- Danish: La' os være
- Directed by: Ernst Johansen Lasse Nielsen
- Written by: Carsten Nielsen Lasse Nielsen
- Produced by: Steen Herdel
- Starring: Anja Bærentzen
- Cinematography: Andreas Fischer-Hansen
- Edited by: Lars Brydesen
- Music by: Lasse Lunderskov Lars Ørsted
- Distributed by: Kino Film Obel Film
- Release date: 3 February 1975;
- Running time: 82 minutes
- Country: Denmark
- Language: Danish

= Leave Us Alone =

1975 Danish drama film

Leave Us Alone (La' os være) is a 1975 Danish drama film directed by Ernst Johansen and Lasse Nielsen. The film stars Martin Højmark-Jensen, Ole Meyer, Jens Wagn Rasmussen, Sven Hastel, Kenneth Nielsen and Søren Christiansen.

It was entered into the 25th Berlin International Film Festival. The plot is similar to that of Lord of the Flies: A group of teenagers are stranded on an uninhabited island, and an initially pleasant vacation turns into a nightmare.

==Synopsis==

A group of adventurous children and teenagers between ten and sixteen years old want to spend the holidays together. However, since the potential chaperones refuse to go on the planned trip, the boys and girls decide to set off on their own. Without supervision, the teenagers make the most of their freedom by causing a riot, breaking into houses, and eventually even stealing a boat to travel to an uninhabited island. But what begins as an exciting and carefree adventure full of flirting, sex, and childish tests of strength increasingly develops into a nightmare as tensions within the group rise inexorably and spiral toward disaster.

==Cast==
- Martin Højmark-Jensen
- Ole Meyer
- Jens Wagn Rasmussen
- Sven Hastel
- Kenneth Nielsen
- Søren Christiansen
- Tine Jensen
- Anja Bærentzen
- Henrik Rasmussen
- Svend Christensen
- Bo Jensen
- Bjørn Martensen
- Ivan Baumann

==Reception==
British film historian Peter Cowie wrote that the film "follows the example of Lord of the Flies in analysing the behaviour of a group of children alone on a Danish island; the message of this film in this genre suggest that youngsters will, if left to their own devices, come to terms with life's crucial phases in a more profound and ultimately satisfying way than if they cling without question to their parents’ example."

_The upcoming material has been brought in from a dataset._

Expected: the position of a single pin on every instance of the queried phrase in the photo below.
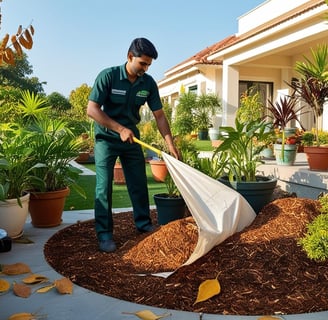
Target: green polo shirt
(120, 99)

English film critic David Robinson opined that "it is not entirely clear whether the film is an allegory about society and war, a pedagogical tract, or simply a celebration of pederasty; it is a kind of realist Lord of the Flies, about a party of children who decide to go unaccompanied on their summer holiday when their teachers walk out on them; after they arrive at a deserted island, their boat drifts away, leaving them stranded, to learn about survival, sex, violence, death and war; it has both a weirdness and an accuracy in the relationship of the children that makes it at worst very watchable."

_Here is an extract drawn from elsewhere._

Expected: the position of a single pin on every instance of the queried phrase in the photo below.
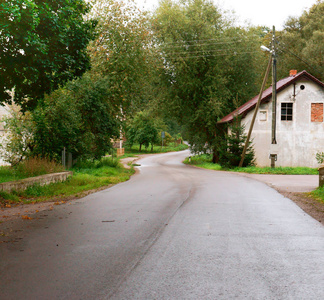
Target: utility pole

Author Mette Hjort commented that "released in the 1970s at a time of sexual liberation and rebellion, the film was widely applauded in Denmark, by young and older audiences alike, for adopting a youth-centred, anti-authoritarian approach that brought young people's agency and desires to he screen; stills of the film can be found in countless volumes detailing the achievements of Danish cinema, especially in the category of films for and about children and young people."

==Allegations of abuse==
In 2018, multiple actors, both male and female, involved in the film said they were subjected to sexual abuse during filming. According to the allegations, the abuse was allegedly committed by directors Lasse Nielsen and Ernst Johansen. Nielson responded to the allegations by stating: "Why does it come after 50 years? Isn't it because of the campaign coming from America? And because I'm famous? They could have come when we had made the film." The allegations led to a two-part documentary titled, The Abused Film Children, which detailed the degree and extent of the two alleged paedophiles abuse during the film's production.